私が実際に業務でテスト方針やテストケースのレビューを行った際にも、これらの課題を意識せざるを得ない場面が多くありました。
業務を通じて学んだ3つのこと
これらの課題を踏まえ、日々の品質改善業務の中で特に重要だと感じた学びは以下の3点です。
1. 曖昧さを排除したドキュメンテーションの徹底
海外ベンダーとのやり取りでは、文脈依存の表現や「これくらいは分かるだろう」という前提は通用しません。
テスト方針やテストケースをレビューする際は、「どのような前提条件で操作し、何を期待値とするか」を、具体的な数値や画面の仕様に基づいて明文化することの大切さを学びました。仕様書の文言とテストケースの文言を厳密に一致させるなど、誰が読んでも一意に解釈できるドキュメントに仕上げる必要があります。
2. 品質チェックプロセスの標準化
品質管理の手順やレビューの基準が曖昧なままだと、テストケースの網羅性や粒度にバラつきが生じてしまいます。

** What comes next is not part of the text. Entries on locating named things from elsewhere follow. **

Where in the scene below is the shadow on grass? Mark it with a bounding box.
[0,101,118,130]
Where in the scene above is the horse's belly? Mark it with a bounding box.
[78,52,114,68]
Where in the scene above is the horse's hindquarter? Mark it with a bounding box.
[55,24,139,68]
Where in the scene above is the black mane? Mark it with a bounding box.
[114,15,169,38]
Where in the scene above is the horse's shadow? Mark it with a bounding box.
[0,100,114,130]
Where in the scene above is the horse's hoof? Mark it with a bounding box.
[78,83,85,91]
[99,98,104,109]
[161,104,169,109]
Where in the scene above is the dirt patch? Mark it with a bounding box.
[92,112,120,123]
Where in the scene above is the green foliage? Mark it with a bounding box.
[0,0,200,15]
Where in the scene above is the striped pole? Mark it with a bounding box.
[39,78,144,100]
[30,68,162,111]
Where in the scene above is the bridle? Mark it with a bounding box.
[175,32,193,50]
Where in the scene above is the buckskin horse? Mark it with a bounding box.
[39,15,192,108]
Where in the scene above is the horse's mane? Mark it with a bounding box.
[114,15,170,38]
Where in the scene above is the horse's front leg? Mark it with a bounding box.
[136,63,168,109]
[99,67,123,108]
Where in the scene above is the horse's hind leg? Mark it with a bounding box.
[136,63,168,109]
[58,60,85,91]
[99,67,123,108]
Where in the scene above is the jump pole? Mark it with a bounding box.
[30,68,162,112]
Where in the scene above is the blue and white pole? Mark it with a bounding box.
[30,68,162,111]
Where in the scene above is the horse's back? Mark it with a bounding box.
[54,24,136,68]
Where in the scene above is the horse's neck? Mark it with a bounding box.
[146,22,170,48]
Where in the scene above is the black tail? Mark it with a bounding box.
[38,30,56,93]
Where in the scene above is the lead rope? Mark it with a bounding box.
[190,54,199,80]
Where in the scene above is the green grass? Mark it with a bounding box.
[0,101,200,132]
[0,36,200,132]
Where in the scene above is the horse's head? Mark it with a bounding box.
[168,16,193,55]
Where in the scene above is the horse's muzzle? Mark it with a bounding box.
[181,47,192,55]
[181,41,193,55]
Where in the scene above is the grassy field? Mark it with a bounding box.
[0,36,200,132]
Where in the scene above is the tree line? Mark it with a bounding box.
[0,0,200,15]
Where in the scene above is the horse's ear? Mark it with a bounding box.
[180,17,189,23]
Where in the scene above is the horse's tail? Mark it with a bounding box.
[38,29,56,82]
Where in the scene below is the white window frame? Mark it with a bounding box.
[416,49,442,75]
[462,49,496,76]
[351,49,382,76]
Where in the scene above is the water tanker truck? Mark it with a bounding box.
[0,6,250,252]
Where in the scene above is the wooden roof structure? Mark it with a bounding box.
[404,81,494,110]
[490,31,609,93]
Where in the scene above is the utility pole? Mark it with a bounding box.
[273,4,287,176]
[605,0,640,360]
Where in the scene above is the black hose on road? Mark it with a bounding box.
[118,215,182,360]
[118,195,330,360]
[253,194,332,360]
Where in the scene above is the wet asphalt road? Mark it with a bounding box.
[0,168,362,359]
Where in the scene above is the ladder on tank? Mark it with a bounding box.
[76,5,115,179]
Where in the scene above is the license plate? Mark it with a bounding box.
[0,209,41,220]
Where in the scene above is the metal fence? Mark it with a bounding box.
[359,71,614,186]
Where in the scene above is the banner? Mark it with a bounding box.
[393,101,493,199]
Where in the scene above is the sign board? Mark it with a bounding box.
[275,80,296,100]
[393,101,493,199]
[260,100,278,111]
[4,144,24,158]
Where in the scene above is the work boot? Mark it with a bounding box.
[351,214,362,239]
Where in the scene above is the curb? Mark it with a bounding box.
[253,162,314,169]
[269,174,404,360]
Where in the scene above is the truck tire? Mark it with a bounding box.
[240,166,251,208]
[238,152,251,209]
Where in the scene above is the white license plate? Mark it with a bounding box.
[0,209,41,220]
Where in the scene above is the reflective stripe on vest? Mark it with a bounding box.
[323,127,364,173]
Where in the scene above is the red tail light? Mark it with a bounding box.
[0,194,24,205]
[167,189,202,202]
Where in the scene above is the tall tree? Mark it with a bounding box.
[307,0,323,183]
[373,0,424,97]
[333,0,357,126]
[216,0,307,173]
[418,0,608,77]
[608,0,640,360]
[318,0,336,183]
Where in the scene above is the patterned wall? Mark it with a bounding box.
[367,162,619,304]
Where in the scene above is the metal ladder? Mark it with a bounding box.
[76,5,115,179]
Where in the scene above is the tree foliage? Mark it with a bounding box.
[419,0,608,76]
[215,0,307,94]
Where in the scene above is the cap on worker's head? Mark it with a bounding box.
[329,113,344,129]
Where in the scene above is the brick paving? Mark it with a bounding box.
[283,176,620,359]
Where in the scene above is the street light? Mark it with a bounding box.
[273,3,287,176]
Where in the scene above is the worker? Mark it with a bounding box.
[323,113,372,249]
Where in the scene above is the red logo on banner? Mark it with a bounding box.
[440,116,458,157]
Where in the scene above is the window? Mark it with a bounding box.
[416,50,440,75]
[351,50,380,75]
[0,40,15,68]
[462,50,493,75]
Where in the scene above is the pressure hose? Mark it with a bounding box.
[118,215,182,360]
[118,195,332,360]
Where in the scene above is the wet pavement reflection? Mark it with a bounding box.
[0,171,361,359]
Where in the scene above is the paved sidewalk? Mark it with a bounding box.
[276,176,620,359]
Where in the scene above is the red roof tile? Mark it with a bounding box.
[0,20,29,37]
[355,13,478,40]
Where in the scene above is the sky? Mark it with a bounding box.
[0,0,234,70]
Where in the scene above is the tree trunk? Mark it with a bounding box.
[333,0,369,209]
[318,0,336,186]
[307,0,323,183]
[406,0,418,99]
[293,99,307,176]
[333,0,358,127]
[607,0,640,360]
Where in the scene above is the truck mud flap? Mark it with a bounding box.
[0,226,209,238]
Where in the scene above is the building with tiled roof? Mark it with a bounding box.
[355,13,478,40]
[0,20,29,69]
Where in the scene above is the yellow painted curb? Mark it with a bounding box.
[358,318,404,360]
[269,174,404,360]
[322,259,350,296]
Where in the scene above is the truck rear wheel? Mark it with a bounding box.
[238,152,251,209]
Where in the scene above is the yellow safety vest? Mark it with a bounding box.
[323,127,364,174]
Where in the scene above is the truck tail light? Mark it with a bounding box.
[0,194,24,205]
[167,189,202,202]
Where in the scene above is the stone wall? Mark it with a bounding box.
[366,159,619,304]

成果物のクオリティを一定に保つためには、テストケースの提出ルールやレビュー手順をあらかじめ標準化し、チェックリストなどを用いて定期的にフィードバックを行う仕組み(プロセス)を構築することが不可欠であると実感しました。
3. 期待値(ゴール)の事前の擦り合わせ
テストが始まってから認識のズレが発覚すると、手戻りのコストが大きくなります。
テストを開始する前の段階で、何をどこまでテストするのかというスコープや、成果物に求める品質基準(OKの定義)を明文化し、ベンダー側としっかりと合意形成をしておくことがプロジェクトを成功させるための基本であると学びました。
まとめ
オフショア開発における海外ベンダーのテストケースレビューや品質改善業務を通じて、
単に「テストケースの不備を指摘する」だけでは根本的な品質改善には繋がらないということを強く実感しました。
「いかにプロセスを標準化し、ドキュメントを通じて共通の認識を作るか」という、
QAエンジニアとしての本質的なアプローチの重要性を学ぶ良い機会となりました。この経験を今後のプロジェクトにも活かしていきたいと考えています。
最後までお読みいただきありがとうございました。